The book reads smoothly, is lavishly upholstered with practical examples of how things should and should not be done. The book does not guarantee that you will be a crisis communicator after reading it. But it is a good start to practice, practice, and practice again.

Risk Issues and Crisis Management in Public Relations – A Casebook of Best Practice

Authors: Michael Regester & Judy Larkin

In this book, the authors discuss risk management (although they only speak of risk issues) and crisis management as part of what they call ‘Issues management’ and that with an approach from the perspective of public relations. Here they give numerous examples in the form of case studies.

The book is divided into two parts: a section on the elaboration of issues management, which looks suspiciously like risk management, because it has many similar building blocks, and a second section on crisis management, emphasizing both the importance of the teams, as the communication aspects.

Issues management is working on the drafting of a procedure of issues management, in which a great deal of attention is paid to the components that the authors consider important. The whole is concluded with some overviews of concrete approaches in two existing organizations.

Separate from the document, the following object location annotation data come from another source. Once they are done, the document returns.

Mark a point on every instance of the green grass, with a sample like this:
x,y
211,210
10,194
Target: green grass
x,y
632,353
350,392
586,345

Concerning Crisis Management, it is the intention that you remember the following (not necessarily in this order and certainly not an exhaustive list):

 

  • Be the first to share, recognize first that there is a problem.
  • Rectify immediately any error that comes into the media.
  • Be complete, correct, honest, transparent and willing to communicate. Do not say things like ‘no comment’ and if nothing is known yet, then tell them you will not leave no stone unconverted untill is known how things work.
  • Provide a place to speak to the press. It’s best to work one-on-one for the television channels. The latter can take a lot of time and energy and therefore it can be interesting to have a single TV interview set up in consultation with all channels.
  • Start communicating immediately, even if you do not have any information yet.
  • Always discuss the following topics in the following order:

    • People
    • Environment and environs
    • Properties
    • Money

And always talk first about the facts, then emotions and then state a vision of what you will do or are doing about it. Prevent a void in communication.

  • Always make sure that your actions are in the spotlight, and that you are heard.
  • Avoid putting bad blood in the population.
  • Visit the disaster site.
  • Acknowledge fault when it is proven, not before. Refer to experts for the evidence and do not be tempted into endless defense talk.
  • Never speculate about what you do not know.
  • If the press does not pay attention to you, do not walk away, stay in the area but do not pull any attention to your organization. Do not be a ‘sitting target’.
  • Do not ignore any media source.
  • Be willing to pay ex-gratia.

All this is extensively upholstered with cases where it worked and where it did not work.